Он поднял взгляд и увидел на крыльце Ларри с какой-то пожилой женщиной. Ларри скатывал косячок на путеводителе по Азии. Женщина курила сигарету и в упор разглядывала Митчелла.
– Привет, Митчелл! Меня зовут Гвендолин, – представилась она. – Слышала, ты приболел.
– Немножко.
– Ларри сказал, что ты не пьешь таблетки, которые я передала.
Митчелл ответил не сразу. Он целый день ни с кем не говорил. Или уже несколько дней. Надо было вспомнить, как это делается. От одиночества он стал чувствительным к грубости окружающих. Громкий пропитой баритон Гвендолин, к примеру, словно скреб ему по груди. На голове у нее была какая-то расписная повязка, напоминавшая бинты. Куча туземных украшений – ракушки всякие, косточки, болтались на шее и запястьях. Из всего этого торчало ее опаленное солнцем лицо, в центре которого мигал красный уголек сигареты. От Ларри в лунном свете осталось лишь белокурое гало.
– У меня у самой был жуткий понос, – продолжала Гвендолин. – Просто-таки чудовищный. В Ириан-Джае. Эти таблетки меня просто спасли.
Ларри в последний раз лизнул косяк и прикурил. Втянув воздух, он поднял взгляд на Митчелла и сипло сказал:
– Мы пришли, чтобы заставить тебя выпить таблетки.
– Вот именно. Голодание это хорошо, но через… Сколько ты там уже не ешь?
– Почти две недели.
– Через две недели лучше остановиться.
Вид у нее был строгий, но тут Ларри передал ей косяк, и Гвендолин сказала: «Чудно!» Она затянулась, улыбнулась им, удерживая дым в груди, а потом разразилась кашлем и не умолкала с полминуты. Наконец она глотнула еще пива, держась рукой за грудь, и снова затянулась.
Митчелл тем временем разглядывал полосу лунного света в океане.
– Вы развелись, – произнес он вдруг. – Потому и приехали сюда.
Гвендолин так и застыла:
– Ну почти что. Мы разошлись. Это так бросается в глаза?
– Вы парикмахерша, – сообщил Митчелл, не отрывая взгляда от воды.
– Ларри, что ж ты не сказал, что у тебя друг ясновидящий.
– Да это я ему рассказал, видимо, так ведь?
Митчелл промолчал.
– Ну что ж, господин Нострадамус, у меня для вас тоже есть предсказание.
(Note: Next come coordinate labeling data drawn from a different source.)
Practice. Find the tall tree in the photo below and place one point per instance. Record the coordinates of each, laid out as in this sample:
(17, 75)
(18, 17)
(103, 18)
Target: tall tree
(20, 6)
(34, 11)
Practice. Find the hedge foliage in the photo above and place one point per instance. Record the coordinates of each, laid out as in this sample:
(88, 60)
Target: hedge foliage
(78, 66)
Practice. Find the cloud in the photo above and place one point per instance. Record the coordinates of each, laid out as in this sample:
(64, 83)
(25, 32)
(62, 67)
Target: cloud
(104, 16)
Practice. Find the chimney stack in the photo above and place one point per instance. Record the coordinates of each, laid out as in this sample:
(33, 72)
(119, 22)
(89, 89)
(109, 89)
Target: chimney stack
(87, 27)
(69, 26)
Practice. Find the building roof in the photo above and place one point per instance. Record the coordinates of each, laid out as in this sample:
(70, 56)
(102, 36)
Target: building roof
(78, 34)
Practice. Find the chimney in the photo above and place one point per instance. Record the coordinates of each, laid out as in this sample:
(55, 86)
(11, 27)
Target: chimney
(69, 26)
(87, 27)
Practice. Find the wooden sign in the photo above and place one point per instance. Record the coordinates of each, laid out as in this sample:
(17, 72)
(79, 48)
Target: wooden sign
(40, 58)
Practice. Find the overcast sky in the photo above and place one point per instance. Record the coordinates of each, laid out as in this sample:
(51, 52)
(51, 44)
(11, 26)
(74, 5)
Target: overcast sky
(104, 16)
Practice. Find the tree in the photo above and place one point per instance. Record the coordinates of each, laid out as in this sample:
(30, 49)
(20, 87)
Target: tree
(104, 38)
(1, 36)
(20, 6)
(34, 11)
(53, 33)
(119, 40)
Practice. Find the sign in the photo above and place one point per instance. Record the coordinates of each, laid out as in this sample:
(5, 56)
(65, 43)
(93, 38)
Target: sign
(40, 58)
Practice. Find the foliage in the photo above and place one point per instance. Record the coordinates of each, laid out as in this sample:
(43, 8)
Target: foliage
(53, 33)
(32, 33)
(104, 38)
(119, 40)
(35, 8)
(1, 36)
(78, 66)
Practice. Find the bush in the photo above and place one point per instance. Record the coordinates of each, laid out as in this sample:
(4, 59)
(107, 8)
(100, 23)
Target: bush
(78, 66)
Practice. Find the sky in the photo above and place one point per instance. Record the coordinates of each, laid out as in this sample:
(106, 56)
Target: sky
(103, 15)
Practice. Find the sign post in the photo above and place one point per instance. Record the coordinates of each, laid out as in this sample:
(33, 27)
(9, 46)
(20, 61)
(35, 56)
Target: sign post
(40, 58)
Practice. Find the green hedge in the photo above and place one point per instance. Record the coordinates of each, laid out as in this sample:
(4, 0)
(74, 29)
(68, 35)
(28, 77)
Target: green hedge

Если ты немедленно не выпьешь таблетку, скоро паром увезет отсюда одного очень больного мальчика. Ничего хорошего, так?
Митчелл впервые взглянул Гвендолин прямо в глаза. Его поразила ирония момента – она считала больным его. Он же видел, что все наоборот. Она уже прикуривала следующую сигарету. Сорок три года, в каждом ухе по куску кораллового рифа, накуривается на островке близ Таиланда. От нее веяло несчастьем. Тут не требовалось дара ясновидения. Все было очевидно.
Она отвернулась:
– Ларри, где там мои таблетки?
– В хижине.
– Принесешь?
Ларри включил фонарик и нырнул в дверной проем. По полу пробежал луч света.
– Ты так и не отправил письма.
– Забыл. Как только я заканчиваю, мне кажется, что они уже отправлены.
– Там уже попахивает, – сообщил Ларри и передал пузырек Гвендолин.
– Давай-ка, открывай рот. – Она протянула ему таблетку.
– Не надо, я в порядке.
– Выпей лекарство, – сказала Гвендолин.